A third example also relates to a nanoparticle, but this time as a potential treatment for inflammatory arthritis. The team had unfortunately failed with a nanoparticle comprising the peptide, calcitonin, designed for oral delivery as a treatment for osteoporosis - because not enough calcitonin was absorbed. So they hit on the idea that calcitonin might work as an anti-inflammatory agent in arthritic joints if it could be presented in a nanoparticle formulated with a polymer and with the anti-inflammatory natural lubricant, hyaluronic acid sugar. When they injected the nanoparticle to the knee of a mouse model of arthritis, inflammation was partially resolved and the effect was on a par with steroids. Moreover, as the School has a real strength in inflammation biology, a collaboration with Professor Evelyn Murphy, helped work out the cellular basis of effect, a down-regulation of a transcription family of molecules associated with inflammation. This work was published in the Journal of Controlled Release in 2013: “An intra-articular salmon calcitonin-based nanocomplex reduces experimental inflammatory arthritis” by Ryan SM et al. Lead author, Sinead Ryan, subsequently became an Assistant Professor in the School in 2014. The group took this work further. Taking advantage of being in a Vet School, they had potential access to horses that are used for research and teaching at the UCD Lyons Farm to test the nanoparticles. Working with Prof Pieter Brama, an expert in equine osteoarthritis, they designed an ethically-approved HPRA-licenced study to test the particles as a knee injection in this large animal model. The team had to work out the translating dose from mouse to horse, and then had to ensure that a scaled-up sterile product could be produced. This was achieved using facilities at the National Institute of Bioprocessing and Training (NIBRT). The result showed that the nanoparticles were safe in the horses and that they reduced expression of a number of inflammatory biomarkers. This work was published in Drug Delivery and Translational Research in 2018 and was the basis of Svenja Sladek’s Ph.D. 

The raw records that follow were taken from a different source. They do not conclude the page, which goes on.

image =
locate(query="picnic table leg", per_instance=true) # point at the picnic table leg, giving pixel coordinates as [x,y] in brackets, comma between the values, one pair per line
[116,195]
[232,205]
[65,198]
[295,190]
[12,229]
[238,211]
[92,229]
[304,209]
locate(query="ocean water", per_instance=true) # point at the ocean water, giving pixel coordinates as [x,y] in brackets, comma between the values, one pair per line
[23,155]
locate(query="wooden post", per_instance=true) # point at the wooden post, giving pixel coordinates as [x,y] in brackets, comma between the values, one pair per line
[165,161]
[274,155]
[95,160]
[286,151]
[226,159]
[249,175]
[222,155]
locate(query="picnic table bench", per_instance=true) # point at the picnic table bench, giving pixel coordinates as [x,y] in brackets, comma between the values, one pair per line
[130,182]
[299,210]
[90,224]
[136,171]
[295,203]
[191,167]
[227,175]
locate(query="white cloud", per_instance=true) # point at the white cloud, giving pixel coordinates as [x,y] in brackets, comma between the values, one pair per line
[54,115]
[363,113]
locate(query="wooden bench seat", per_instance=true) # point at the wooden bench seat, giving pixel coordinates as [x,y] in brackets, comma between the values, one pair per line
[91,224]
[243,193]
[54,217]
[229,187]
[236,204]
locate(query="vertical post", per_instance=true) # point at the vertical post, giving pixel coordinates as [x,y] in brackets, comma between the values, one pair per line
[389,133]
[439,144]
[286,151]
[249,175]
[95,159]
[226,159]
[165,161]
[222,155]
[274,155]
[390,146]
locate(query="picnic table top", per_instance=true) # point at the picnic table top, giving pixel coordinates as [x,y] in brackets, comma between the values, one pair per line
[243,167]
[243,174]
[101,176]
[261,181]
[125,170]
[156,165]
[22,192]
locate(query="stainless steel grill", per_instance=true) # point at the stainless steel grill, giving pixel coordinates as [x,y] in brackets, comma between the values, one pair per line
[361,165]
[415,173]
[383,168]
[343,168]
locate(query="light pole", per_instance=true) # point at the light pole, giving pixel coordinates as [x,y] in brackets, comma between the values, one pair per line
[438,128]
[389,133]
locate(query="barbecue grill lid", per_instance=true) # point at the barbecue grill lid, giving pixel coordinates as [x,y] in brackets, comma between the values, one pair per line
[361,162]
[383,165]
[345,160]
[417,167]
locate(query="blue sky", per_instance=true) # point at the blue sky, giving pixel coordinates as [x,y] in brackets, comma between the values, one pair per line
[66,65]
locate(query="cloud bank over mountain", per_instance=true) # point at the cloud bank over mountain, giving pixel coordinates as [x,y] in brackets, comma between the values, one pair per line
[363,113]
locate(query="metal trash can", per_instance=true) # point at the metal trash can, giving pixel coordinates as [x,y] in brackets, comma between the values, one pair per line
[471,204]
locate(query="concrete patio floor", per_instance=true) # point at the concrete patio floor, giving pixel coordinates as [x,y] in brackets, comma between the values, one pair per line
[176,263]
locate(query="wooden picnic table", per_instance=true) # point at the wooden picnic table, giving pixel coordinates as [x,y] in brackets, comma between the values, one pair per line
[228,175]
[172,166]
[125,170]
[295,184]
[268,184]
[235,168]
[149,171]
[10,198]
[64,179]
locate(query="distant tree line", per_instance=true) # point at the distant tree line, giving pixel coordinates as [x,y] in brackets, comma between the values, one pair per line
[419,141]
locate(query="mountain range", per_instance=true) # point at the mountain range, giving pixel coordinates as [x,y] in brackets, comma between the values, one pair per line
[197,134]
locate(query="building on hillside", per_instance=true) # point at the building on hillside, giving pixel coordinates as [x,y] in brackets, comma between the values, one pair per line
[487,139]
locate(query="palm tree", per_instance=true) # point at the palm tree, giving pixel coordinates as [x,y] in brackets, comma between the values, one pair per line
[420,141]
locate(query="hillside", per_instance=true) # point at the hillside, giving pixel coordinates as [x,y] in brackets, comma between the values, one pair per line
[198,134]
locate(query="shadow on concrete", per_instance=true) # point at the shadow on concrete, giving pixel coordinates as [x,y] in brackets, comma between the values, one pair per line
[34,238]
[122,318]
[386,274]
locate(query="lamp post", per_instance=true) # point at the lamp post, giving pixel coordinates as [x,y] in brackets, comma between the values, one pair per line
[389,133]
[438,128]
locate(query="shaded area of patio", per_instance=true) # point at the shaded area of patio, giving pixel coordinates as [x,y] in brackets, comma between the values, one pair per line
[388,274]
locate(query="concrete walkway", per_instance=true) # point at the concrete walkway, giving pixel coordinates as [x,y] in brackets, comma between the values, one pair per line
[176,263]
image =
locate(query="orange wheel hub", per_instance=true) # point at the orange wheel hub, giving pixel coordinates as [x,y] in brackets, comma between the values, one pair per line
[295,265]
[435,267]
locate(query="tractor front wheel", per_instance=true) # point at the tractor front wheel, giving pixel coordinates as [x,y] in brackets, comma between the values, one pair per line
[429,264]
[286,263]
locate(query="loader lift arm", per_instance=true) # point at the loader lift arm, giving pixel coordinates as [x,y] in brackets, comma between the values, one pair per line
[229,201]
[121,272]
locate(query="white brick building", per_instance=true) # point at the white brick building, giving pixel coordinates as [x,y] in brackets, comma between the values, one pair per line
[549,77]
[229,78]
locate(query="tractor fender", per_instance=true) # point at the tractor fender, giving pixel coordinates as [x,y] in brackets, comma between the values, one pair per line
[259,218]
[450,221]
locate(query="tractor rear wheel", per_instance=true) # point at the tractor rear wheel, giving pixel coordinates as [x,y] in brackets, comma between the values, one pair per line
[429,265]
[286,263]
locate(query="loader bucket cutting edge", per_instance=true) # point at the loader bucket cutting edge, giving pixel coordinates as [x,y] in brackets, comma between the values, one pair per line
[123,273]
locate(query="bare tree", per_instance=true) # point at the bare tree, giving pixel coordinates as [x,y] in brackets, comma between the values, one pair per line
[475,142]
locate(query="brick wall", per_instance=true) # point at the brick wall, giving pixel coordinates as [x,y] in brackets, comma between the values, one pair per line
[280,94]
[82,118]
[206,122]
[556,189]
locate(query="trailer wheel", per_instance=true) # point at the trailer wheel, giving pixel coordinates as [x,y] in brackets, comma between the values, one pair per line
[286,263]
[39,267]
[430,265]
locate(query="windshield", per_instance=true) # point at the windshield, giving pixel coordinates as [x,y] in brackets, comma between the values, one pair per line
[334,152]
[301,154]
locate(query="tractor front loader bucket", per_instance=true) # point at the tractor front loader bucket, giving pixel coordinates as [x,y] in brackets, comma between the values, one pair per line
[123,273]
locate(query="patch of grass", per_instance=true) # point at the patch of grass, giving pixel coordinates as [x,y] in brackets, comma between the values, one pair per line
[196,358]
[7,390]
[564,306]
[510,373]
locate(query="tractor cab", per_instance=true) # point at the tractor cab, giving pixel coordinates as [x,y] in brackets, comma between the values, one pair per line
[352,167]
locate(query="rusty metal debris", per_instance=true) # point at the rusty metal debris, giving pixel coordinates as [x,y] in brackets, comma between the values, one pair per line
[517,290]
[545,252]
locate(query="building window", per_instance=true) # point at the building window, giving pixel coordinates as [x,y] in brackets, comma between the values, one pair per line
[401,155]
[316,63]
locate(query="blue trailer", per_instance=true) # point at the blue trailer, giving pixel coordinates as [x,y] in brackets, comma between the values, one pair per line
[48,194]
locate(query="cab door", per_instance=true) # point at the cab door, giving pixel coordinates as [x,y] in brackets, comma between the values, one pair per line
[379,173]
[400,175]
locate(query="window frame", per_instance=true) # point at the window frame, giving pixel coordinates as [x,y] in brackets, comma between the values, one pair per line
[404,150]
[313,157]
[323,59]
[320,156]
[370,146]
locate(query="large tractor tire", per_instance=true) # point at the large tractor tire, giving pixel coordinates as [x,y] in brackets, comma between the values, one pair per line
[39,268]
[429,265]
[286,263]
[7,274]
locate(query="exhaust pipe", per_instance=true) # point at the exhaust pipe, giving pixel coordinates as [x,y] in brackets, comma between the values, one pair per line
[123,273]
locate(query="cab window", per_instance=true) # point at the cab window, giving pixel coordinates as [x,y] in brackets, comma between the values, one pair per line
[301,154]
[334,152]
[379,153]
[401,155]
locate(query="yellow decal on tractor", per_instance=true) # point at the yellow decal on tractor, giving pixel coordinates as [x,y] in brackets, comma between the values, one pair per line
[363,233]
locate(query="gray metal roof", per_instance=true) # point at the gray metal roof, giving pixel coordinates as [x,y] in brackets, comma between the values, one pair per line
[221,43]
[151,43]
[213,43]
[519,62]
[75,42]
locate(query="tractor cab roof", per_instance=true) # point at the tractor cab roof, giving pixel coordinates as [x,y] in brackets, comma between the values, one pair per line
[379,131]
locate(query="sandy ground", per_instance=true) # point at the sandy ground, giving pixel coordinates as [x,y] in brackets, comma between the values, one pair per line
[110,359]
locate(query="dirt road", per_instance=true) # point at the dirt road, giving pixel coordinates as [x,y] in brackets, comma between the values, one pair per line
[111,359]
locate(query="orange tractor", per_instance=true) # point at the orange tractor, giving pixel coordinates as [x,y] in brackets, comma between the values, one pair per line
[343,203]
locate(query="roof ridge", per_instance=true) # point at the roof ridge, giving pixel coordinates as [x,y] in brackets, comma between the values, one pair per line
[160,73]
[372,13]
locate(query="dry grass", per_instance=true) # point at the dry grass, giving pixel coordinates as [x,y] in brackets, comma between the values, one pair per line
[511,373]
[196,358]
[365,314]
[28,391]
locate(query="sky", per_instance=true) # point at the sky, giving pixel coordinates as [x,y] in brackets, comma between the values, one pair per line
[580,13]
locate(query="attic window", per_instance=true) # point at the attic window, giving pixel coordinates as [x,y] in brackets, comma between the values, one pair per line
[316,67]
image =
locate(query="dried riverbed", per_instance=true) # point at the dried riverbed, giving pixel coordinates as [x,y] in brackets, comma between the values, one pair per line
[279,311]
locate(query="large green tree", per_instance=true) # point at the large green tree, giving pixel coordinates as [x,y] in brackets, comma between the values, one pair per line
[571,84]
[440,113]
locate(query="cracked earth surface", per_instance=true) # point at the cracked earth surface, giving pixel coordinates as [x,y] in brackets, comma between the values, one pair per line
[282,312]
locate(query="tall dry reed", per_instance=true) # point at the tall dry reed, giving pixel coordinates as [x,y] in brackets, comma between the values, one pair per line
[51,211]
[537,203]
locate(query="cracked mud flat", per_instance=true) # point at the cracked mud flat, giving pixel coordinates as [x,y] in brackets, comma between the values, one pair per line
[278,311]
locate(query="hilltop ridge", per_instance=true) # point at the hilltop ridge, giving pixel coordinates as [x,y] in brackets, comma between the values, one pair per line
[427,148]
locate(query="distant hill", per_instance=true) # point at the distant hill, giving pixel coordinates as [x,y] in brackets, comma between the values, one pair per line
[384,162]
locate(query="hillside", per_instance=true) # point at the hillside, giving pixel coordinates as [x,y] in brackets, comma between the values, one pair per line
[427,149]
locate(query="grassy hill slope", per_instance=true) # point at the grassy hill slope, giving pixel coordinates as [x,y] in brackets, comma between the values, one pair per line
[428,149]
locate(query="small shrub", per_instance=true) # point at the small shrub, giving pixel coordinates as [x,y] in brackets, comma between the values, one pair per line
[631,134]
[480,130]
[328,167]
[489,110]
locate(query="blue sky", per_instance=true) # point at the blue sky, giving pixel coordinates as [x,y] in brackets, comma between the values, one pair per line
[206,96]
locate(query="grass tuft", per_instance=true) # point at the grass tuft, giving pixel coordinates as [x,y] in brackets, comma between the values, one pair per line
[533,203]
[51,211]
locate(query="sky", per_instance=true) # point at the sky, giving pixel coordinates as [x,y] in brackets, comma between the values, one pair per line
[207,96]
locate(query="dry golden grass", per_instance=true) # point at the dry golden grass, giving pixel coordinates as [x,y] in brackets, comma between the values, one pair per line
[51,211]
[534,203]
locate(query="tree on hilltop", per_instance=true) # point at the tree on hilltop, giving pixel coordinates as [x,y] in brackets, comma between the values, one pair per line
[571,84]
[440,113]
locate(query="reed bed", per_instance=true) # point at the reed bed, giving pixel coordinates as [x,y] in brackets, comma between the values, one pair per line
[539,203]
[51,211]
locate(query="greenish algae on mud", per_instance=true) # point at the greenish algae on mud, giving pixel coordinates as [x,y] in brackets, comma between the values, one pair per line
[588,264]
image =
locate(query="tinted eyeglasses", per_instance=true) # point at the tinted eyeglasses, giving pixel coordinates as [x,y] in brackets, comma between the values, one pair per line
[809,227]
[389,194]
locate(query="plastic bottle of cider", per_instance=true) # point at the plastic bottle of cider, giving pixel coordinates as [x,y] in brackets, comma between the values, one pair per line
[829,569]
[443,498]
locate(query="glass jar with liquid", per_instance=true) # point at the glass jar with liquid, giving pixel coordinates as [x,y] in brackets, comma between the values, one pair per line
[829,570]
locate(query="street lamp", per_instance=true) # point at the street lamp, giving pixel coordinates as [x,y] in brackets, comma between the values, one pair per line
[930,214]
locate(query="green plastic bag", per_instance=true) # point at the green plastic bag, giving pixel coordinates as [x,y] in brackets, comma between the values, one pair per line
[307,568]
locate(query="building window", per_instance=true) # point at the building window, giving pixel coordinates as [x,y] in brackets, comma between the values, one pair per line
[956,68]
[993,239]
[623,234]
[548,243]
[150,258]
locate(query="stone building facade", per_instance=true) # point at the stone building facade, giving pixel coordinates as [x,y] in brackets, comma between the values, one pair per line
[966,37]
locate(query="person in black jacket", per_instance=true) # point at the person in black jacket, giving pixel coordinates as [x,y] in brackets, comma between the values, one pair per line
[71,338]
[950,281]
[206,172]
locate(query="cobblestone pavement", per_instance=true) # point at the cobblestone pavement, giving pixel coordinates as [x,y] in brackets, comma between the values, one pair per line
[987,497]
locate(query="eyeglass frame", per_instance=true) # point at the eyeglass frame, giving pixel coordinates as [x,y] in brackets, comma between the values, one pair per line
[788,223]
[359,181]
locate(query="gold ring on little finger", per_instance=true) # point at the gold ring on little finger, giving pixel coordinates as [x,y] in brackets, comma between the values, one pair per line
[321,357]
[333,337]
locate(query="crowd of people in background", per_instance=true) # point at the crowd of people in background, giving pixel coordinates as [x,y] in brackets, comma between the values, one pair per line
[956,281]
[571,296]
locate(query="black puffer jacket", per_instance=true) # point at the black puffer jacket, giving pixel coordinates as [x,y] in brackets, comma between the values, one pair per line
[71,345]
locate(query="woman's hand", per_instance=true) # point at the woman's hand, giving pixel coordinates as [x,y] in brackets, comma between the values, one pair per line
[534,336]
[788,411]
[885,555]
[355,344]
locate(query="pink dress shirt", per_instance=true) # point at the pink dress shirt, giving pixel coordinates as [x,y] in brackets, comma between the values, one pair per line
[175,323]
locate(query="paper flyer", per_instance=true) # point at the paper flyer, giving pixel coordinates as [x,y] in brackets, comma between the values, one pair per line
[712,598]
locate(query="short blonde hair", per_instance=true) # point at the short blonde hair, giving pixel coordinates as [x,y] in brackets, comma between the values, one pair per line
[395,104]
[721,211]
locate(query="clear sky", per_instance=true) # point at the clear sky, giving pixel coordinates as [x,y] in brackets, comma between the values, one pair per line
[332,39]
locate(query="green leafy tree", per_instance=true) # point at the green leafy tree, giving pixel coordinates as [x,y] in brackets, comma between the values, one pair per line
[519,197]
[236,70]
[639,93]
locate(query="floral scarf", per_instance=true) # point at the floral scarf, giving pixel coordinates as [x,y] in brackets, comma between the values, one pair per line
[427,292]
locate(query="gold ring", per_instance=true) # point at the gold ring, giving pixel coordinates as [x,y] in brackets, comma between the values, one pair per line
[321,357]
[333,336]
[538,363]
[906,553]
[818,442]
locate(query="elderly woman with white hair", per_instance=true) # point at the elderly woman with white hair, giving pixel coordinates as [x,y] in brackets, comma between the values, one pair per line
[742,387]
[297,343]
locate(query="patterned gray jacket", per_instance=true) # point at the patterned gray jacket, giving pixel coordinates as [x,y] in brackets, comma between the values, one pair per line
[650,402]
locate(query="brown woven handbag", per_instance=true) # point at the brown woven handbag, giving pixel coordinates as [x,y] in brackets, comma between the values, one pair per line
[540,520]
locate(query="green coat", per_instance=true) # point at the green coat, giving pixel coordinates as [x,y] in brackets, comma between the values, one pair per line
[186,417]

New work in the lab is focussing on how peptides with beneficial properties isolated from food can be absorbed by the gut. This project is funded by Nuritas Ltd and involves working out which of their proprietary peptides are permeable enough across the gut wall so that they can be synthesised into oral tablet formulations. There is also an EU Marie Curie project led by Rumi Khandelia, in which an anti-inflammatory nanoparticle made from albumin protein and an established anti-inflammatory molecule has been designed for joint injection for arthritis.